Dans le Sud également, des gens prêchaient la révolte en termes passionnés et grossiers. Jean-Paul Costa, de Sainte-Marie d'Ornano, dénonçait à son oncle un certain Luca, qui devenait chaque jour plus dangereux et plus violent. S'il n'avait l'habitude de craindre la mort, il aurait ouvertement embrassé le parti des Génois. Il avait promis à ceux-ci d'empêcher le blocus d'Ajaccio par les troupes de Théodore, et il favorisait les rafles que les ennemis faisaient sur les côtes «de biens meubles, de gros et de petit bétail». Il disait n'avoir en vue que le bien public et le peuple l'écoutait. Un soir Luca «laissa sortir de sa bouche que dans le canton c'était lui le roi et que le souverain était le roi des c....»[ [249]. Il avait ajouté que le grand chancelier méritait d'être lapidé et que si, dans quelques jours les vaisseaux de secours n'arrivaient pas, les peuples le «mettraient en pièces». La rage de Luca se serait retournée contre le jeune Costa, si celui-ci n'avait été protégé par ses amis. Jean-Paul faisait tout ce qu'il pouvait. Dans la Rocca il levait des contributions volontaires ou non. A Levie il avait pris un cheval. Cet animal lui était réclamé comme appartenant à un fidèle partisan; néanmoins il le gardait jusqu'à nouvel ordre. On ne pourrait jamais rien faire de bon tant que Luca «ne serait pas hors de ce monde». La famille Lusinchi était également hostile au roi. Il faudrait encore prendre un arrêt contre Martin Tasso, son fils et ses clients, car eux aussi, ils fomentaient la révolte et servaient d'espions aux Génois. En traçant dans de longues pages ce lamentable tableau, le jeune Costa s'excusait de ne pouvoir envoyer à son oncle de plus amples détails, car il avait la tête malade[ [250].
II
Théodore avait pris position à Monte-Maggiore, près de Calenzana. Paoli, qui, nous l'avons vu, avait abandonné les opérations devant Bastia pour aller aux funérailles de son père, avait reçu la mission d'enrôler des soldats. Le 27 juin, le général écrivit au roi pour lui dire les difficultés qu'il rencontrait. On faisait les moissons; les hommes étaient aux champs et il fallait rentrer les grains. Dans huit jours, les récoltes achevées, peut-être pourra-t-il se mettre en route avec quelques recrues. Et il suggérait au souverain l'idée de traîner les opérations en longueur pour gagner du temps[ [251].
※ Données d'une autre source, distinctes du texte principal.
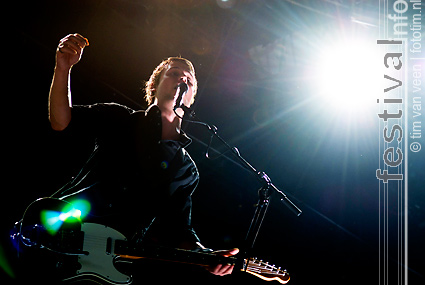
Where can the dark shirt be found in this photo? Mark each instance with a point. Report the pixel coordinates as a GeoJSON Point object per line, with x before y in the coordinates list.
{"type": "Point", "coordinates": [133, 177]}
S'il faut en croire Costa, Paoli était peu disposé à lever des renforts pour venir aider le roi en Balagne, car il craignait que si les Corses remportaient une victoire dans ce canton, la situation du général Fabiani ne devînt prépondérante[ [252]. Neuhoff parvint, cependant, à donner un vigoureux assaut à Calenzana. Ce fut la plus sérieuse attaque qu'il ait jamais dirigée contre les Génois. Il s'en fallut de bien peu que la victoire ne couronnât ses efforts. La ville était sur le point de tomber en son pouvoir lorsqu'il dut battre en retraite, faute de munitions et par suite de l'éternelle jalousie qui divisait les chefs corses. Cette jalousie—comme le fait remarquer Costa—était un ennemi bien plus redoutable que les Génois[ [253].
Les Corses assiégeaient aussi Algajola, petite ville fortifiée. Le capitaine génois Bembo, avec trois cent cinquante hommes, avait opéré une sortie et attaqué les retranchements des insulaires. Ceux-ci s'étaient enfuis en abandonnant un canon, cinq fusils, un pistolet, un tambour, une corne, qui leur servait de trompette, et des provisions. Le brave Bembo, ne pouvant emporter le canon, le fit éclater et envoya les autres dépouilles des rebelles, «en grande pompe», à Bastia. Le gouverneur donna l'ordre de chanter le Te Deum dans Algajola pour célébrer cette brillante action[ [254] qui, d'ailleurs, ne pouvait avoir aucun résultat décisif.